Wikimedia Conference 2010/Developers' Workshop/Notes/OrganizationWorkingGroup

From Meta, a Wikimedia project coordination wiki

Wikimedia Developer's Meeting Berlin - 14, 15 April 2010

Google Summer of Code Prioritization:[edit]

http://socghop.appspot.com/gsoc/org/list_proposals/google/gsoc2010/wikimedia

We have 5 slots available: could get more if we trade but MUST make sure we have enough mentor availability if we do.

PDF of the current projects: http://dl.dropbox.com/u/4991761/gsoc_proposals.pdf

Which projects would we accept if we had extra slots?

  • some interest in the audio recording proposal but there are Flash issues (html audio input not yet standardized i think) and it may not be a full summer project
  • possibly some interest in interwiki transclusion (Tim notes performance/localization issues). Roan (who is mentoring) will talk to the student and figure out more specific goals and intended steps. If those conversations are fruitful, then we may vote that session up in the ratings.


Danese feels that as we've never before successfully led more than 3 GSoC projects to completion, 5 is a good number for this year.
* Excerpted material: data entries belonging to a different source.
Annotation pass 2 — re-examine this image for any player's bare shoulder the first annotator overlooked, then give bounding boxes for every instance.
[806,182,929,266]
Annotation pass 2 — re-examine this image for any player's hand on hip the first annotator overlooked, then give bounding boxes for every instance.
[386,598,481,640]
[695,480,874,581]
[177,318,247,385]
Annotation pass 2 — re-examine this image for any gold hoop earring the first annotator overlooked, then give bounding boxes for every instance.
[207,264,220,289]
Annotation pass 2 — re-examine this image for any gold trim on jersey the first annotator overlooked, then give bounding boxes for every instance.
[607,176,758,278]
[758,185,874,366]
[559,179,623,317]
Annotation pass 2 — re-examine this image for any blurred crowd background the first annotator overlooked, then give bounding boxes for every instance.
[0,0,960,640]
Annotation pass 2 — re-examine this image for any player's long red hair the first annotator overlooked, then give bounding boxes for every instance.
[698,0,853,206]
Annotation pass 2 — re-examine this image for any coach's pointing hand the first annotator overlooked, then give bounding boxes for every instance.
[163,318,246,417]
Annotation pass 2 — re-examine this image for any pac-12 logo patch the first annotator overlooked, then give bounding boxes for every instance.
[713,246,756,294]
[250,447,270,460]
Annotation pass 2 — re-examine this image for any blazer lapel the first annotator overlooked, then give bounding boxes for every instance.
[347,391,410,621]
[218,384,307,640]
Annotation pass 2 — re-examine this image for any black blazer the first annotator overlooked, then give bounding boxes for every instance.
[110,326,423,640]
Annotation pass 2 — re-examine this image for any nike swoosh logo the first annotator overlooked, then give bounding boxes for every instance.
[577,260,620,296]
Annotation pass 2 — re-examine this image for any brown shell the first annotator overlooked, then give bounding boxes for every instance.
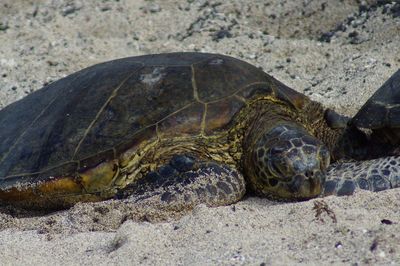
[0,53,306,190]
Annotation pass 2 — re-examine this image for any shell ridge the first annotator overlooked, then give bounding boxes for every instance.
[72,69,139,159]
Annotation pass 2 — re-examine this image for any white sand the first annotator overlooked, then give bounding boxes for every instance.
[0,0,400,265]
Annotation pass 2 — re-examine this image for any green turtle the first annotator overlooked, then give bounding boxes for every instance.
[0,53,399,209]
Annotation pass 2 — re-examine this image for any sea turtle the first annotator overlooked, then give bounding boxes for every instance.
[0,53,399,209]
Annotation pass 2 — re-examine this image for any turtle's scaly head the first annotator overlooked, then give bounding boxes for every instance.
[246,124,330,200]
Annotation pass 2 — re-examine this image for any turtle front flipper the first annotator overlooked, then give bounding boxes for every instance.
[350,70,400,155]
[322,156,400,196]
[117,155,245,211]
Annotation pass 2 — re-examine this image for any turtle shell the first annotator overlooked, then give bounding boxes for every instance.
[0,53,307,197]
[351,70,400,144]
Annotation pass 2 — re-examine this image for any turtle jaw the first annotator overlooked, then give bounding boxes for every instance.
[248,122,330,201]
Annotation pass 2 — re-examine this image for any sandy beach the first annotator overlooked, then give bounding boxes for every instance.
[0,0,400,265]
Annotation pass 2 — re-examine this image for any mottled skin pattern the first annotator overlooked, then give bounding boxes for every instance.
[0,53,399,209]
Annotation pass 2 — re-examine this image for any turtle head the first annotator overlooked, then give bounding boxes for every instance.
[248,125,330,200]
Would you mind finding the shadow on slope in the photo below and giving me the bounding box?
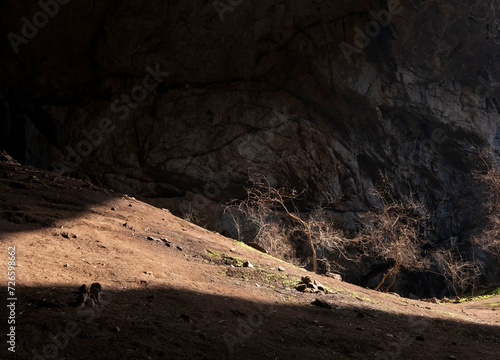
[0,161,118,239]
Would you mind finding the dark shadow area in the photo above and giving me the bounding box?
[0,160,117,240]
[0,283,500,360]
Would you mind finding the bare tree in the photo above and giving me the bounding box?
[229,179,354,272]
[360,175,428,291]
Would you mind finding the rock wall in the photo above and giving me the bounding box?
[0,0,500,284]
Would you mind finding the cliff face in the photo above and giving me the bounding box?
[0,0,500,258]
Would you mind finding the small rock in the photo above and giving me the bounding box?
[301,276,312,284]
[307,283,318,290]
[295,284,307,291]
[247,242,268,254]
[85,297,95,307]
[78,284,90,294]
[311,299,333,309]
[325,273,343,281]
[304,288,318,294]
[75,293,88,307]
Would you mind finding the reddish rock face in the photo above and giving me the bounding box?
[0,0,500,245]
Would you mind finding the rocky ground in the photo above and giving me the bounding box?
[0,156,500,360]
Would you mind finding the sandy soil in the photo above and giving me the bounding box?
[0,162,500,360]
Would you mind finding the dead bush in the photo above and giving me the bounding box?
[227,179,354,272]
[432,249,481,297]
[360,175,428,291]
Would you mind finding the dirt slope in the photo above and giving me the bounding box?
[0,161,500,360]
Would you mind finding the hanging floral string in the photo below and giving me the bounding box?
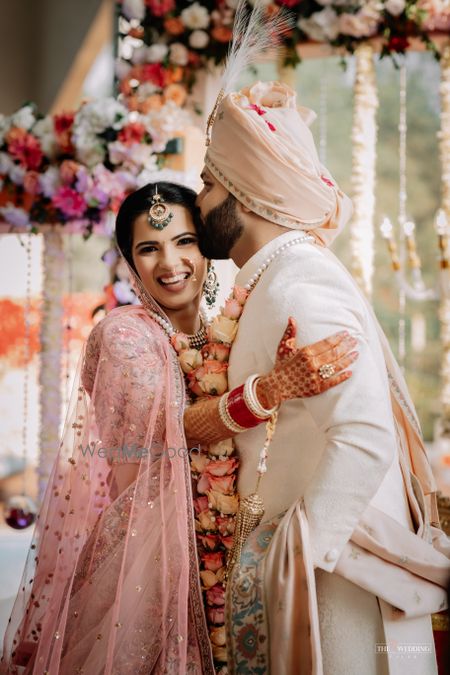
[172,286,248,673]
[350,45,378,297]
[116,0,442,112]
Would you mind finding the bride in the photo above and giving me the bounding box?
[0,183,355,675]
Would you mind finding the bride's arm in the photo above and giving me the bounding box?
[184,319,357,444]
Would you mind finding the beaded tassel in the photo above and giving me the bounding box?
[226,412,278,579]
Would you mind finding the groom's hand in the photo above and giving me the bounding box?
[256,317,358,409]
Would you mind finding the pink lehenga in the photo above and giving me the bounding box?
[0,305,214,675]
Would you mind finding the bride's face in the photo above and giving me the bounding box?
[132,204,207,309]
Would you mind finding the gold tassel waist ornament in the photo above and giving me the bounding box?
[225,412,278,579]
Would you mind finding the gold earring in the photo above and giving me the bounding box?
[147,186,173,230]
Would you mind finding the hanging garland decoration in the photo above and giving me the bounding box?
[0,98,190,237]
[116,0,450,113]
[350,44,378,297]
[439,45,450,434]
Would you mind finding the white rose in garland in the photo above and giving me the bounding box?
[33,117,58,159]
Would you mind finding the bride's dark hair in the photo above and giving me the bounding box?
[116,182,200,271]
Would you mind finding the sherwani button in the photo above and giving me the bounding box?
[325,548,338,562]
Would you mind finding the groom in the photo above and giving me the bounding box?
[198,82,450,675]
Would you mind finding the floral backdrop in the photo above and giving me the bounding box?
[0,98,189,236]
[116,0,450,112]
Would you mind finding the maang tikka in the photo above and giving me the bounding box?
[203,261,220,308]
[147,186,173,230]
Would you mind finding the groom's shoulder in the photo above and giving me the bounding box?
[272,242,354,290]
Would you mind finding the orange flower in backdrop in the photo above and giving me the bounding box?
[0,293,104,368]
[164,83,187,107]
[211,26,233,42]
[164,17,185,35]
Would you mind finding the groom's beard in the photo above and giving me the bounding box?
[198,195,244,260]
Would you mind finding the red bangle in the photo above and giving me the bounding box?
[227,384,264,429]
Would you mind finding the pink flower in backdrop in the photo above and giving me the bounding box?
[194,496,208,514]
[84,185,109,209]
[206,457,239,476]
[92,164,124,199]
[207,606,225,624]
[145,0,175,16]
[59,159,80,185]
[75,166,94,193]
[141,63,166,89]
[52,185,87,218]
[206,584,225,606]
[202,551,224,572]
[8,134,44,170]
[207,474,236,495]
[202,342,230,362]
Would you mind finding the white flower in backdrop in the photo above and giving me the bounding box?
[73,97,128,138]
[189,30,209,49]
[145,101,192,152]
[33,116,58,159]
[11,105,36,131]
[0,152,14,176]
[139,82,160,98]
[180,2,209,30]
[122,0,145,21]
[131,45,148,64]
[9,164,27,185]
[114,59,131,80]
[384,0,406,16]
[109,141,159,174]
[297,7,339,42]
[339,1,381,38]
[0,204,31,227]
[74,133,106,167]
[169,42,189,66]
[147,44,169,63]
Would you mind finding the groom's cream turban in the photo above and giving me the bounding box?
[205,82,353,245]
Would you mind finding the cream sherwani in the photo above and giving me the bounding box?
[229,231,437,675]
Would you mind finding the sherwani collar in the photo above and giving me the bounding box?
[235,230,306,286]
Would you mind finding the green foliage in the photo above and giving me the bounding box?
[241,53,441,440]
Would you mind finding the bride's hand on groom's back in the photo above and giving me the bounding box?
[257,317,358,408]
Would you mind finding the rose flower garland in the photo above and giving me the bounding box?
[172,286,248,672]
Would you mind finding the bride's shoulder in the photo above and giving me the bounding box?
[88,305,166,352]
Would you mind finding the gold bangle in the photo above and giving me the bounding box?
[219,392,247,434]
[244,375,280,420]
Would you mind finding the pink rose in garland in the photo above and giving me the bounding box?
[172,287,248,672]
[8,130,44,171]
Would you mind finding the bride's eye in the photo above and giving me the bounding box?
[139,245,156,253]
[178,237,197,246]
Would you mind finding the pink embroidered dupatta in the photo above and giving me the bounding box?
[0,306,214,675]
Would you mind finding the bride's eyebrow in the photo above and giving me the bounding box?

What are our real "Top 5"?

  1. Extension management platform for MediaWiki. Student: Jeroen De Dauw; mentor: Brion Vibber. Extension Management platform is very strong – definitely going to happen. Brion (present) knows this student and is prepared to mentor.
  2. General RDF export/import in Semantic MediaWiki. Student: Samuel Lampa; mentor: Denny Vrandecic. Denny is an academic and Samuel is a student. High confidence that this could be completed in a summer.
  3. Improve metadata support for uploaded media in mediawiki by displaying and extracting embedded IPTC, XMP, and other metadata formats. Student: Brian Wolff; mentor: Chad Horohoe.
    • Multimedia Metadata overhaul project is also strong – follow-on from meeting in Paris. Chad (present) knows the student and is prepared to mentor
  4. Wikisource Legal Tool. Student: Stephen LaPorte; mentor: Ariel Glenn. Looks interesting – This is a Legal domain expert using GSoC to learn to write a program to inject Legal content into Wikipedia. The project looks around the correct size for GSOC. Some concerns that the student might not yet be particularly competent in PHP, but there is an available proof of concept and the project would be a good way to learn PHP. Ariel knows the student and is keen to mentor.(Note added 2010-04-15 by Ariel: Ariel is happy to mentor but does not know the student.) [NOTE: that must be another student that Ariel had contact with then. My apologies for wrong information - DMC)
  5. We have two alternatives for our last slot and have one week to reach a conclusion:
    1. Javascript overhaul of Semantic MediaWiki. Student: sanyam goyal; mentor: Yaron Koren. We like that this supports our general migration to JQuery, however we have concerns that Semantic MediaWiki should really have their own GSoC area. Comments clearly show that Yaron is interested in mentoring. Jeroen thinks Yaron has proved to be a very good mentor during GSoC 2009.
    2. Reasonably efficient interwiki template transclusion. Student: Peter Potrowl; mentor: Roan Kattouw. We have questions about the scope of this proposal. Roan is potentially interested in mentoring and will contact student for more info.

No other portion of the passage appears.